Wednesday, February 7, 2018

An experiment

I haven't been accomplishing much in the studio since the first of the year.  Lots of meetings and writing from the two art groups I'm on the board for, lots of time on organizing and cleaning out the studio and throwing away decades worth of crap, lots of baby time.  But little in the way of art.  I really must find a project and get started on it before the Olympics, so I can work while I watch.

Two weeks ago I thought I had found a project that was going to keep me busy for a while.  I wanted to make a piece so heavily machine-stitched that it would start to bend and ripple.  I wanted to use some of the dozen-plus cones of pink polyester embroidery thread that I inherited from the museum, just on general principles that when you have a dozen-plus of something you should try to use it up.

So I made a quilt sandwich, covered the top layer with scraps and bits of various pink fabrics, and started sewing.  It didn't take long before I realized that first, I wasn't enamored of how it looked, and second, it would take years to finish the piece to the size I had originally thought.  So Plan B: I cut off a small panel and finished stitching that very densely.

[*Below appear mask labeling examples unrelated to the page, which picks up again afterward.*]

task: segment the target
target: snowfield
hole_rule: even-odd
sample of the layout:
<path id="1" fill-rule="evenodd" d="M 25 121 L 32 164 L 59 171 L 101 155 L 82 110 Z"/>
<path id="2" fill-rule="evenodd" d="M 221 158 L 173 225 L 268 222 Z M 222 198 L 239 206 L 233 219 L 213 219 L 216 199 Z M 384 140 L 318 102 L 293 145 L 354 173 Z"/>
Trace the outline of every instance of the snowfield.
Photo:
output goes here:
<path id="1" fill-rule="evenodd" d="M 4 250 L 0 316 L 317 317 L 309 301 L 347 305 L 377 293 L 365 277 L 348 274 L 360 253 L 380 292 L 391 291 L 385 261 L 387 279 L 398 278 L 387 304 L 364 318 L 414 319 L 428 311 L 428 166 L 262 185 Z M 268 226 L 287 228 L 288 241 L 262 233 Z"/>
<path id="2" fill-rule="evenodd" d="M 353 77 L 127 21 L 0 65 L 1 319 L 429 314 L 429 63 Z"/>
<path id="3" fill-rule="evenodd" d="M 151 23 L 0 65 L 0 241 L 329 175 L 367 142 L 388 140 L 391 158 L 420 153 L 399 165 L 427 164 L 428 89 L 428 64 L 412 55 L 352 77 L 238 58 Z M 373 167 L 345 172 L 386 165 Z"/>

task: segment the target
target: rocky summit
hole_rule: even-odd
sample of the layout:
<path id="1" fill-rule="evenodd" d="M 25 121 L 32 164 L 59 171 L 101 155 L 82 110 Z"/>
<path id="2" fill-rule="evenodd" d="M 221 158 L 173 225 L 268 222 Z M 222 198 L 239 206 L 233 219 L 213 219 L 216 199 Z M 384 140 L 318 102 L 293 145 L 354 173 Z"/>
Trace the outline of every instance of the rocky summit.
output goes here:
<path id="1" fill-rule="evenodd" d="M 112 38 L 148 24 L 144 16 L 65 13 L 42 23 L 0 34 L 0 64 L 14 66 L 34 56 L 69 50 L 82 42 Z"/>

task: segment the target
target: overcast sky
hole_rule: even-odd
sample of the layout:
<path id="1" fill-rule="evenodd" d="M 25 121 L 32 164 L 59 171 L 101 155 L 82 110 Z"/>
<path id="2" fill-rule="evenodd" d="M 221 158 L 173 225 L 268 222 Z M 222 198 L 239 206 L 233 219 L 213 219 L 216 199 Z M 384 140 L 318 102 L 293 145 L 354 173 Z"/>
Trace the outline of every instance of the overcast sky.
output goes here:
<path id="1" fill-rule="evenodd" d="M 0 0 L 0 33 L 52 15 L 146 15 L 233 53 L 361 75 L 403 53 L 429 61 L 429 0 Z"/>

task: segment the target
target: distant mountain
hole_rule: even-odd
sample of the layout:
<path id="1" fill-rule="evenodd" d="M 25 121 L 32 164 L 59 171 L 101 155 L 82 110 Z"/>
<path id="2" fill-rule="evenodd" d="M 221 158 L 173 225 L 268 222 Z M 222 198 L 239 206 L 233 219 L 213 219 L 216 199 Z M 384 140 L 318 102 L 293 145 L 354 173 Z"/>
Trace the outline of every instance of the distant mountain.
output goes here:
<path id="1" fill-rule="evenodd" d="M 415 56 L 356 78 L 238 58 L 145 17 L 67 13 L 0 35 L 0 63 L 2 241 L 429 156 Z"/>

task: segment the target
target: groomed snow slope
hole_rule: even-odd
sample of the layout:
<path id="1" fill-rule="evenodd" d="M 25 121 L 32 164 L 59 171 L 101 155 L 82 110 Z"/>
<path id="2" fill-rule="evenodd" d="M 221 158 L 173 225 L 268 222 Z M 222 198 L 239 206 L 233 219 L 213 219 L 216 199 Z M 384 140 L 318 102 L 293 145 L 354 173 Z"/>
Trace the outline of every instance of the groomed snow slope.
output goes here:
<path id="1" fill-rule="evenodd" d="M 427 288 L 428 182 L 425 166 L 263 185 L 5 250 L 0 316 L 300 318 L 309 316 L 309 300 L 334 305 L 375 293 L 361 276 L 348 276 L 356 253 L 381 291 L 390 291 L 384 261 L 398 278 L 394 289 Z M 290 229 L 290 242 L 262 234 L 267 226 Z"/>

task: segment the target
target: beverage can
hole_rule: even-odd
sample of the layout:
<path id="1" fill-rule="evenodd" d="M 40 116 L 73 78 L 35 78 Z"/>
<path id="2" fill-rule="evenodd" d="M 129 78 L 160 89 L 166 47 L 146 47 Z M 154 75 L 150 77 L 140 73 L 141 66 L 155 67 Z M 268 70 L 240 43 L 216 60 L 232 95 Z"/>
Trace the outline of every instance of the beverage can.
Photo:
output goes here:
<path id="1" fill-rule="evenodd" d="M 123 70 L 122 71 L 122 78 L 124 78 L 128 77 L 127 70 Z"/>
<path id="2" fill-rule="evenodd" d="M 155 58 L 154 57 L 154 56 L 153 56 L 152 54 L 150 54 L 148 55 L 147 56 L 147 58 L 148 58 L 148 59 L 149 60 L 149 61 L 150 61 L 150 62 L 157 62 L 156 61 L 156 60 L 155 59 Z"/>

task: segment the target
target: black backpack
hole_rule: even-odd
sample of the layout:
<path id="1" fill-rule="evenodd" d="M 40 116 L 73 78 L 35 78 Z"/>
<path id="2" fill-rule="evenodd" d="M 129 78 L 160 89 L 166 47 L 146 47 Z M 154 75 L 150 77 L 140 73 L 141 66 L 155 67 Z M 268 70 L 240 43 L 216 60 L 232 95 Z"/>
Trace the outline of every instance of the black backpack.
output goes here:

Then I cut a piece of paper to that same size and experimented with folding and rolling it, looking for a geometric shape that might be attractive.  I thought it might complement the one stitched pyramid that I have left after our gallery sale last summer (at top right in the photo).

Maybe a cone?  But that would reveal the back side of my stitching, which wasn't very attractive.  I folded and rolled some more, came up with nothing interesting and got discouraged.  Finally I decided to heck with it, I wanted to be done with this failed experiment.  I stitched the two ends of the rectangle together, then turned it inside out to make a cylinder.

Well, oops.  The piece had gotten so stiff and bulky, between that full quilt sandwich and the stitching, that I had to fight it all the way just to get it to turn.  But I kind of liked the lumps and wrinkles that ensued.  The bottom edge had a binding of peach silk, left from our kimono stash, but the top edge was raw, so I turned it inside and sewed the top shut.  This made it about six inches tall and three or four inches wide.

So is the experiment a failure or a success?  I think maybe some of each.  Plan A certainly didn't work, but Plan B may have some promise (as in so many other aspects of life and art).   I love to stitch, stitch, stitch all day so the process works for me.  I like the beat-up, bumpy look.  I don't think I like the cylindrical form all that much, although in some of the views it's intriguing.

Maybe I'll try another one and try to repeat what I like in the first version, avoid what I didn't like, and figure out a way to make it technically easier.  I'll let you know how that works out.


  1. Perhaps the discontent with it is the being pink? Well, it would be that for me.
    But possibly you could set it in dye, coffee, or ink so it wicks up the cylinder making patterns?

    1. and then here is a maker I just came across who might inspire you for where to go with this.

  2. I like it. Perhaps if the under cloth was darker? and you could make it into a paper bag shape and then fold over the top edge. Pink Power Lunch Bags.